ご挨拶
第32回日本CT検診学会学術集会大会長
青木 隆敏
産業医科大学放射線科学講座
この度、第32回日本CT検診学会学術集会を2025年2月7日(金)・8日(土)、北九州国際会議場におきまして開催させていただくことになました。
日本CT検診学会は1994年に前身の「胸部CT検診研究会」として開催され、2025年は32回目の開催となります。創設以来、CTによる肺がん検診が疾患の早期治療に結びつくよう様々な研究がなされ、専門分野における人材の育成等、国民の健康及び医療の増進に寄与して参りました。2006年に「日本CT検診学会」と名称および制度の改定を行い、当初の肺がんのみではなく、肺の気腫性変化、冠動脈石灰化、大腸、内臓脂肪、骨強度や筋肉など、CT画像で捉えられる多くの臓器や病態に関する研究が行われるようになり、CT検診から得られる情報を余すことなく活用できるよう進められました。さらには医師や診療放射線技師、検診施設の認定制度も発足し、CTの撮影・読影技術の向上や検診の標準化に向けての取組みも着々と進んでおります。歴史と伝統のある本学術集会を担当させていただくことになり、たいへん光栄に存じます。

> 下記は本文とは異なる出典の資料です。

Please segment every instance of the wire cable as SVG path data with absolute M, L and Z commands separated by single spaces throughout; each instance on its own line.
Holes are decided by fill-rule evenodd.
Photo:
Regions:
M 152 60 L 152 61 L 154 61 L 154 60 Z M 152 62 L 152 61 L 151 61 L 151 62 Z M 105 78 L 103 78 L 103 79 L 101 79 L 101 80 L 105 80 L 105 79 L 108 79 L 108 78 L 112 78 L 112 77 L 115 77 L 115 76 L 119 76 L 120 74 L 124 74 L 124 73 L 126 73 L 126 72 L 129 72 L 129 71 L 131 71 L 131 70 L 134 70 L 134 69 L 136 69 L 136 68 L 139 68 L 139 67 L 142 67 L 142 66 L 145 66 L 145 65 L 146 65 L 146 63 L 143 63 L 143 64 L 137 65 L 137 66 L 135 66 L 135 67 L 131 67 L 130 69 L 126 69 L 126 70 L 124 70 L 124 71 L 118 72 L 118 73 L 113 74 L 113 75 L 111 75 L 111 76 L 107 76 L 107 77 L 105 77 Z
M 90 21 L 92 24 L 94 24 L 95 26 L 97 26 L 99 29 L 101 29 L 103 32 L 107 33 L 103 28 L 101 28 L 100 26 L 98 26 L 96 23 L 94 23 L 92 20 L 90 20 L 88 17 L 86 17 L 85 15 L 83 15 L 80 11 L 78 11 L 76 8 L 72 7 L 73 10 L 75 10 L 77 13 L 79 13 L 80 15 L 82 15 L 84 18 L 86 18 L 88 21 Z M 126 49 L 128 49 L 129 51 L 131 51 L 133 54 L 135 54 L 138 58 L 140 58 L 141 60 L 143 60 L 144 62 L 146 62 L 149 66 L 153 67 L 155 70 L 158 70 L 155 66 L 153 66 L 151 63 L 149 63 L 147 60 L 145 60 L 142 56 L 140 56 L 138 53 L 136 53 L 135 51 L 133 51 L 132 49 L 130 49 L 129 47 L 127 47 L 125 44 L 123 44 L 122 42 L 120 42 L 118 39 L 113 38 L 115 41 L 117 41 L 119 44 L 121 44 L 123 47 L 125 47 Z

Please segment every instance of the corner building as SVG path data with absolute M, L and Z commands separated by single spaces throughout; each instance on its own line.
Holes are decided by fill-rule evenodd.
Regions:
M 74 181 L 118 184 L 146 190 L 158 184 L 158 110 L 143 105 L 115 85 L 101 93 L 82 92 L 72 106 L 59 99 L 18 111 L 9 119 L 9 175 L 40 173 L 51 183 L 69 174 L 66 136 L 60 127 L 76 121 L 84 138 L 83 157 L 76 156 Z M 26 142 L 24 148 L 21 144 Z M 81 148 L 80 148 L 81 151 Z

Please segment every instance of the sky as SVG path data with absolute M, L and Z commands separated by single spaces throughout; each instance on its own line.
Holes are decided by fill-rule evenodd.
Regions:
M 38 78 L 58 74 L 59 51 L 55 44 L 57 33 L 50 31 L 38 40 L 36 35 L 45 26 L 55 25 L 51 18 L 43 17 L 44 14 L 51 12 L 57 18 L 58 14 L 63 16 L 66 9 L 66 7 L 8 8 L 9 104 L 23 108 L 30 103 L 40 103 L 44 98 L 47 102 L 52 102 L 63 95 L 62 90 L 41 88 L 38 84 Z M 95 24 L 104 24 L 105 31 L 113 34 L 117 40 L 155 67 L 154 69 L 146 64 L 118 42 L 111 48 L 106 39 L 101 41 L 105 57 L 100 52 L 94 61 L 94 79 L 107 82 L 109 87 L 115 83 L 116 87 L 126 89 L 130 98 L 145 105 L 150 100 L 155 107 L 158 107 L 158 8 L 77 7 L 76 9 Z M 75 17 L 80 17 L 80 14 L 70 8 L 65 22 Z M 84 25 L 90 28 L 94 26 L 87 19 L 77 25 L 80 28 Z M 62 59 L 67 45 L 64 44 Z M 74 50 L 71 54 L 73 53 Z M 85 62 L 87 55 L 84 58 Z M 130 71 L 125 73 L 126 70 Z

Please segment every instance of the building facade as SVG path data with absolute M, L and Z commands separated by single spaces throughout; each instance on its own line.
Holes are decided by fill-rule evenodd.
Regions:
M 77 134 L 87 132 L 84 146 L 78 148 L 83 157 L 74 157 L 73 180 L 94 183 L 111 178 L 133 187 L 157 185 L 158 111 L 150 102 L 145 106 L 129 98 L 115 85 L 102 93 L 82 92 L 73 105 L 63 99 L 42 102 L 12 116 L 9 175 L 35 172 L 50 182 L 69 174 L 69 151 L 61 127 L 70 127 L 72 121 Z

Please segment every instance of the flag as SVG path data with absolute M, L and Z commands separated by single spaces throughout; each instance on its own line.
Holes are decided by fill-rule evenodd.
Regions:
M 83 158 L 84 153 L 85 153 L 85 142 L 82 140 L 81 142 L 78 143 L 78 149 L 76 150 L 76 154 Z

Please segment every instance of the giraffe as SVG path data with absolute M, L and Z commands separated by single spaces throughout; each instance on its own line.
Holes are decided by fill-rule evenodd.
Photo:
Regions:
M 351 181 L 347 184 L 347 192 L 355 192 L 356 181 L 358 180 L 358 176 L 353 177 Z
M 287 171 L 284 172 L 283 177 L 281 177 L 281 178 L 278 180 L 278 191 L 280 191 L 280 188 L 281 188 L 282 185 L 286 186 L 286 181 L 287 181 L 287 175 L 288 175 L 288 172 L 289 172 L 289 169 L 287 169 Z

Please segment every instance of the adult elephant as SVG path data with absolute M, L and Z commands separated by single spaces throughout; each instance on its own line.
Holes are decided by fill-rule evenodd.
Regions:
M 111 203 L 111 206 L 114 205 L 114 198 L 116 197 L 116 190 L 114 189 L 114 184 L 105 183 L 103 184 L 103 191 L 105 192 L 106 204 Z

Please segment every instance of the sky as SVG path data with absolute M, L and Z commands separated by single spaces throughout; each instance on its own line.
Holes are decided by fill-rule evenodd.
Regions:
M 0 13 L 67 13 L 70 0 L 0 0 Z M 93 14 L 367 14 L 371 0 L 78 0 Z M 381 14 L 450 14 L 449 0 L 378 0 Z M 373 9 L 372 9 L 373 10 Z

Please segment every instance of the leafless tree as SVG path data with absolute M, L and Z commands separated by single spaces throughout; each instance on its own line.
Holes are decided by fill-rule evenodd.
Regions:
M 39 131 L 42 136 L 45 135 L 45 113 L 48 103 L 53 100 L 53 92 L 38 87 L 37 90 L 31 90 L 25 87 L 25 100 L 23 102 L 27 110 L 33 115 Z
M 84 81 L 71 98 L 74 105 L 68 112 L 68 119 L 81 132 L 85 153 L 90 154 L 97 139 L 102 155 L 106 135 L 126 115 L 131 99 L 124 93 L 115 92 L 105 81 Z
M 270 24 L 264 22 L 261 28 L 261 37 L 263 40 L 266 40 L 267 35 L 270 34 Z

CT肺がん検診に関しては、欧米で2つの大規模ランダム化比較試験が行われ、その有効性が証明されましたが、本邦でもコホート研究結果が報告され、CT検診の実用化・標準化に対する機運が高まっています。一方、CT撮影技術や画像再構成技術は日進月歩で進化しており、画像の高精細化や被ばく低減が進んでいます。昨今のAI(人工知能)導入によって、これらの技術進歩には拍車がかかり、AIを用いた読影支援のソフトウェアも次々に開発されています。本学術集会も創設から30年を過ぎ、本邦のCT検診は新たな展開を迎える時であり、テーマを
『The New Era of CT Screening − CT検診の新時代を見据えて−』
としました。CT検診に関する現状を理解すると共に、様々な課題や問題を討議し、CT検診普及に向けて有益な情報を共有する場としたいと考えております。
ご参加いただいた皆様にとって、実り多き学会となるよう準備を進めて参りました。是非、北九州にお越し頂き、日中は会場での熱い討論を、夜は北九州の街夜景や美味しい食事をご堪能頂きたく存じます。皆様、どうぞご支援のほどよろしくお願い申し上げます。